Et ensuite, une fois que vous avez tous les éléments, et que vous savez ce que vous voulez faire, quand vous mettez-vous devant la machine à écrire ?
Bon ; premièrement j’écris avec un stylo-bille, que je considère comme une grande invention pour les écrivains : on peut écrire facilement, sans tacher, on n’a pas besoin de le recharger continuellement comme les stylos à plumes, et on peut le perdre, ce qui m’arrive souvent.
Depuis plusieurs années, j’ai commencé à travailler tous les jours à cinq heures trente ou six heures du matin (même si je me suis couché tard la veille, c’est une simple question d’habitude). À huit heures, j’ai quelques pages écrites. Cela suffit. Après un mois, il y a 60 pages, et peu à peu, un tome est en cours de construction.
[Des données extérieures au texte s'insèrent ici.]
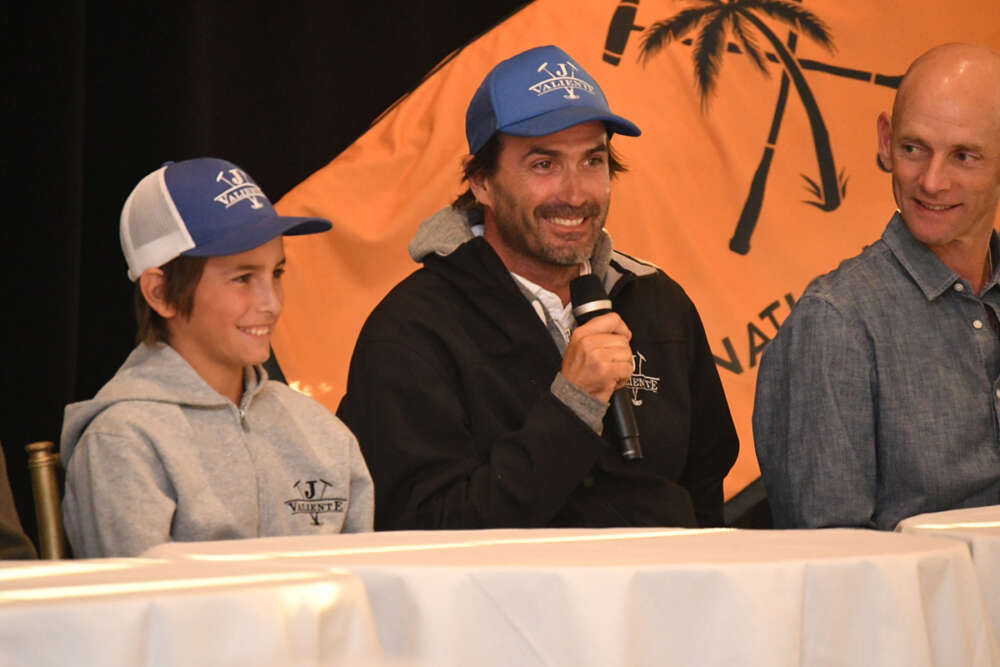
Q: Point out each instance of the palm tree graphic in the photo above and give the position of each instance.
(739, 16)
A la fin de l’après-midi je révise et je le tape à la machine.
Mais s’il y a de l’enthousiasme et que les choses vont bien, je renonce à la nourriture et je continue à travailler jusqu’à ce que je termine un chapitre ou que j’arrive à atteindre un certain de l’histoire. Dans ces cas, j’ai l’habitude de finir vers minuit. Cependant, je n’ai pas le besoin, très répandu parmi les écrivains, de travailler la nuit : je ne crois pas aux nuits inspirées, ni aux élucubrations. Il y a des écrivains qui se laissent emporter par ce qu’ils écrivent et inventent à la volée ; moi non, je serais totalement incapable d’écrire un chapitre sans savoir très exactement ce que je dois dire. Bien sûr, il y a des éléments inattendus, mais je les utilise seulement s’ils viennent à se joindre utilement à l’ensemble.

Quelles difficultés rencontrez-vous lors de l’écriture ?
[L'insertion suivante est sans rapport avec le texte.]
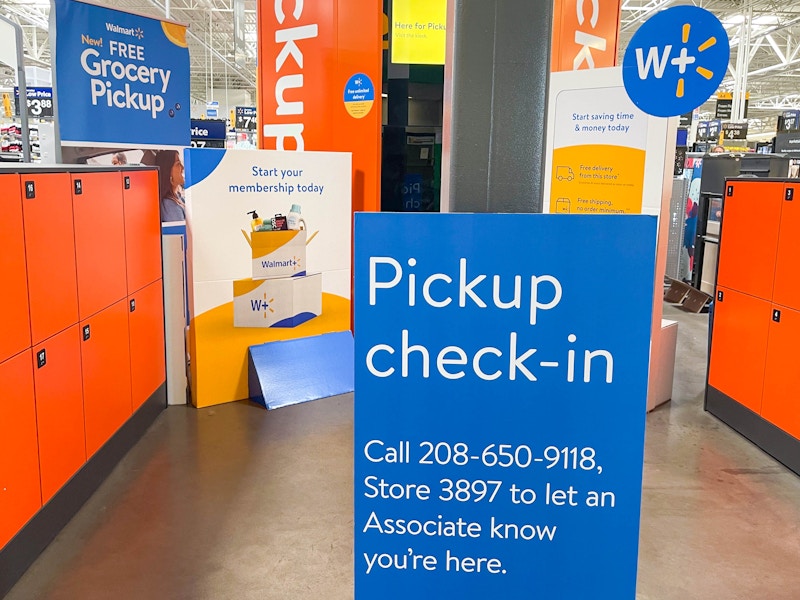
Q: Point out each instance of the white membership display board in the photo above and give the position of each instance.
(269, 257)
Des difficultés ? Les difficultés d’un écrivain sont toujours d’ordre formel : arriver à dire correctement ce qu’il veut dire. J’ai réécrit trois fois complètement Le partage des eaux, et le chapitre de la rupture entre Sofia et Hugues, dans Le siècle des lumières, je l’ai écrit quinze fois.
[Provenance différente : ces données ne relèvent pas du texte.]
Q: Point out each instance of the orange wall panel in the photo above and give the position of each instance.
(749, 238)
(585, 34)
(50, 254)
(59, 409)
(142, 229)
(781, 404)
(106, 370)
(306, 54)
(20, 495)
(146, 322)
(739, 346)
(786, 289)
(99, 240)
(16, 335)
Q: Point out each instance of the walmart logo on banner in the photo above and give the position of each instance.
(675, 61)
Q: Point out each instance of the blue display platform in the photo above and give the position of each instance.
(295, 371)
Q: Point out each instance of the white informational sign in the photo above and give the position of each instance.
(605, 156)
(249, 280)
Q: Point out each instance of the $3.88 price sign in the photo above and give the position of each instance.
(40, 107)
J’ai l’habitude de travailler sur deux ou trois romans à la fois, donc je ne me sature pas. J’ai écrit simultanément Chasse à l’homme, El camino de Santiago et Le partage des eaux. Je ne comprends pas les écrivains – ni ne les critiques - qui proposent un livre annuel. Faire un livre est pour moi quelque chose comme la grossesse d’une femme : elle est enceinte et elle accouche quand elle doit le faire. À mesure que l’écrivain vieillit, il écrit plus facilement. Il le fait avec métier. La difficulté du jeune écrivain, peu expérimenté, réside dans le manque de métier : sa tête est tellement pleine d’idées qu’il ne sait pas les mettre sur le papier. Son inexpérience lui fait écrire des livres qu’il regrettera plus tard.
Êtes-vous d’accord, alors, avec Bergamín, qui dit : « le talent fait ce qu’il veut, mais le génie fait ce qu’il peut ? »
Je suis d’accord avec Bergamín, et aussi avec un autre de mes amis, le chef d’orchestre Erich Kleiber, qui a dit « un compositeur est, avant tout, un homme qui arrive à écrire de la musique tous les matins à sept heures ».